Does your picnic turn into a swat-fest? Is your fishing trip a mosquito-infested nightmare? Then brace yourself for summer's sting.

Although most insects are just nuisances, some can threaten our health. The Centers for Disease Control and Prevention (CDC) says that mosquitoes and ticks can be two of the most dangerous pests. Mosquitoes worldwide transmit diseases from malaria to dengue fever---two tropical illnesses that can show up in the United States because of changing travel and weather patterns. Mosquitoes also spread West Nile virus, which can become life-threatening in the elderly and chronically ill. And some ticks transmit Lyme disease or Rocky Mountain spotted fever.

A single mosquito bite is no reason to panic. On the other hand, an infestation of cockroaches or fire ants is a serious problem. The first step is to find out what kind of bug is bugging you. Sometimes the solution involves using a pesticide. Other times, pesticides are either unnecessary or inappropriate. Take care with pesticides: pick the right one and follow the directions. Contact your state cooperative extension service to find reliable information.


These insects can transmit diseases ranging from malaria to West Nile virus, but most mosquitoes don't. Cases of West Nile virus have been reported in all areas of the United States and in Canada.

Dump standing water from old tires, flowerpots or birdbaths to eliminate breeding spots. Avoid exposure at twilight, when mosquitoes are most active.

Spray skin with a repellent containing DEET or Picaridin (KBR 3023).

Clothing can be sprayed with permethrin. Using a combination of DEET and permethrin works well.
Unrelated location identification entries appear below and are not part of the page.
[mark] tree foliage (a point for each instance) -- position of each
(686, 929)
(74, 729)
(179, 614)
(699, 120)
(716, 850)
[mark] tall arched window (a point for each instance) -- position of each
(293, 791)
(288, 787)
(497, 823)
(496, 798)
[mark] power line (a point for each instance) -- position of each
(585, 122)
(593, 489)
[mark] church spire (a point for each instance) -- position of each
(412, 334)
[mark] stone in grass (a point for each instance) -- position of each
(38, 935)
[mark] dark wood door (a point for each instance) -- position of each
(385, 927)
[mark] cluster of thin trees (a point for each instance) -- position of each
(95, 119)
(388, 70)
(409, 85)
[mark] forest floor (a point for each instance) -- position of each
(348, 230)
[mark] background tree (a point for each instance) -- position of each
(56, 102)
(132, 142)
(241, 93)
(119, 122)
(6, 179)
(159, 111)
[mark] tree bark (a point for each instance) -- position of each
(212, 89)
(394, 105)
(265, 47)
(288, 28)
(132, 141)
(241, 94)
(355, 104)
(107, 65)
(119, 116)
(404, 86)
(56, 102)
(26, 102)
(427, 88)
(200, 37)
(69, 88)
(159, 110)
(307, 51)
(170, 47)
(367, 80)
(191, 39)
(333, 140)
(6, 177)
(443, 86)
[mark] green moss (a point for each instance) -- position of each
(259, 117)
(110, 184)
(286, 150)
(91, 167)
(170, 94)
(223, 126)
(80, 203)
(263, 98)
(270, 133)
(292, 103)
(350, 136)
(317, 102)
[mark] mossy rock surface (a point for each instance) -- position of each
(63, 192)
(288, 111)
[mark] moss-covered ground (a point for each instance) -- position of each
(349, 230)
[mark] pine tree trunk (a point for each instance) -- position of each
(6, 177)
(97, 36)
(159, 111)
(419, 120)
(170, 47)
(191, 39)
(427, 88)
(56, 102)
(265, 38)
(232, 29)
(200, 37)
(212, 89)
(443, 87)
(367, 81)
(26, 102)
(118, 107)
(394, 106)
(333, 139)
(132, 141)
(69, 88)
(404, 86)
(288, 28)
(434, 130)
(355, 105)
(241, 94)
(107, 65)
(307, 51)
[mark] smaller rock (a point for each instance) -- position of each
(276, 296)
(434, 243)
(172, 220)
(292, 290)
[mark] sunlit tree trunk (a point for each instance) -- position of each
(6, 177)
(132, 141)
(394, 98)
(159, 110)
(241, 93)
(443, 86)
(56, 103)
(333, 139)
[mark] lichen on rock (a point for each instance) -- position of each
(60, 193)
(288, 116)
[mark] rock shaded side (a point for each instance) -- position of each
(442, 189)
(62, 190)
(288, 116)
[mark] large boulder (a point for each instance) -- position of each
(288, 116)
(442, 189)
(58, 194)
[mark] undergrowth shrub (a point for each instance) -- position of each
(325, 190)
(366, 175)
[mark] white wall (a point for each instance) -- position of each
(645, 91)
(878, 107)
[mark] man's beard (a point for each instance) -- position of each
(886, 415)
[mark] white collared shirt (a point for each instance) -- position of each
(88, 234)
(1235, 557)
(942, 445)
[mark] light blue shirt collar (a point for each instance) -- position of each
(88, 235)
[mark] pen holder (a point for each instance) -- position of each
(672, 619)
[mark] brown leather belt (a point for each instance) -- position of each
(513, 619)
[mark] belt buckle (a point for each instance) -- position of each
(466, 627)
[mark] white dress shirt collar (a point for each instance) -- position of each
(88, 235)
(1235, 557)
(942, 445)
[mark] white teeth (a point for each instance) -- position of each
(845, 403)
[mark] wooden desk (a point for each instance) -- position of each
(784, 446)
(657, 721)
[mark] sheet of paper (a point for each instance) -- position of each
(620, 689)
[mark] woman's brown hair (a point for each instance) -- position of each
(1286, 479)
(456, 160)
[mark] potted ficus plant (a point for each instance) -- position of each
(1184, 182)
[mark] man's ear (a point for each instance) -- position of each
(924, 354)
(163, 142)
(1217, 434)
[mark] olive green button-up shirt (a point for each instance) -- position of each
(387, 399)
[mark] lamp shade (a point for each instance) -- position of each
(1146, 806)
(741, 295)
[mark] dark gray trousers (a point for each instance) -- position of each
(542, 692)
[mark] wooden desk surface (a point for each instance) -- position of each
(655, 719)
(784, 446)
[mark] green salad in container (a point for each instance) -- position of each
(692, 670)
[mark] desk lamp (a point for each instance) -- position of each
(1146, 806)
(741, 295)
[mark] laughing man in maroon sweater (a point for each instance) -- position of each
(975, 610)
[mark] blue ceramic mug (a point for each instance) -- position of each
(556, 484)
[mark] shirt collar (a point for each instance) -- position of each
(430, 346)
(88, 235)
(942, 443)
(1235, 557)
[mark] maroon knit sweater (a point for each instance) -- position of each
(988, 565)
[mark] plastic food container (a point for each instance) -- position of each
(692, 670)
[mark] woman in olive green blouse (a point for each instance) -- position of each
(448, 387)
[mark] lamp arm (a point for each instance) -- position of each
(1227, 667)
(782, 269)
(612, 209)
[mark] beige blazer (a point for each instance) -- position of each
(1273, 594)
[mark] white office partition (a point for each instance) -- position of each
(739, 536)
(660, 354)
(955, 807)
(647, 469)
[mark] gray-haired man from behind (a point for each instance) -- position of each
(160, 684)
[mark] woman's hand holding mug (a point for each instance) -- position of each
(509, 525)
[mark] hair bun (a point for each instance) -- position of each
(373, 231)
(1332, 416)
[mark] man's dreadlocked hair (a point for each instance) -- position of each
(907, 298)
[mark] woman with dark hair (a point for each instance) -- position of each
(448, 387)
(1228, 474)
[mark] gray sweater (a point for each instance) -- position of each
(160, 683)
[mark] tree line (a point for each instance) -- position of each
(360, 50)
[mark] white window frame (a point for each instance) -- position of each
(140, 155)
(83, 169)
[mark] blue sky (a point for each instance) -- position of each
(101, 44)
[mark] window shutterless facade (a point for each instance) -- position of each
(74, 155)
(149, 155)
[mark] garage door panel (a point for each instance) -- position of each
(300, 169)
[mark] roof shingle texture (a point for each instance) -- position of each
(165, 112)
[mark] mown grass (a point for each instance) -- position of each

Follow directions with care. The CDC says an effective repellent will contain 30 to 50 percent DEET. Levels higher than 50 percent work no better.


If you're in dense brush, woods or fields from April through September, use tick repellent (DEET applied to the skin and clothing, along with permethrin applied to the clothes only) and wear long shirts and pants that fit tightly around wrists, waist and ankles. Check yourself at least twice daily; if you find a tick embedded in your skin, remove it with tweezers or with fingers covered with tissue paper, then wash your hands. Don't remove it with heat or other methods. Ticks carry many diseases, with Lyme disease the most widely known.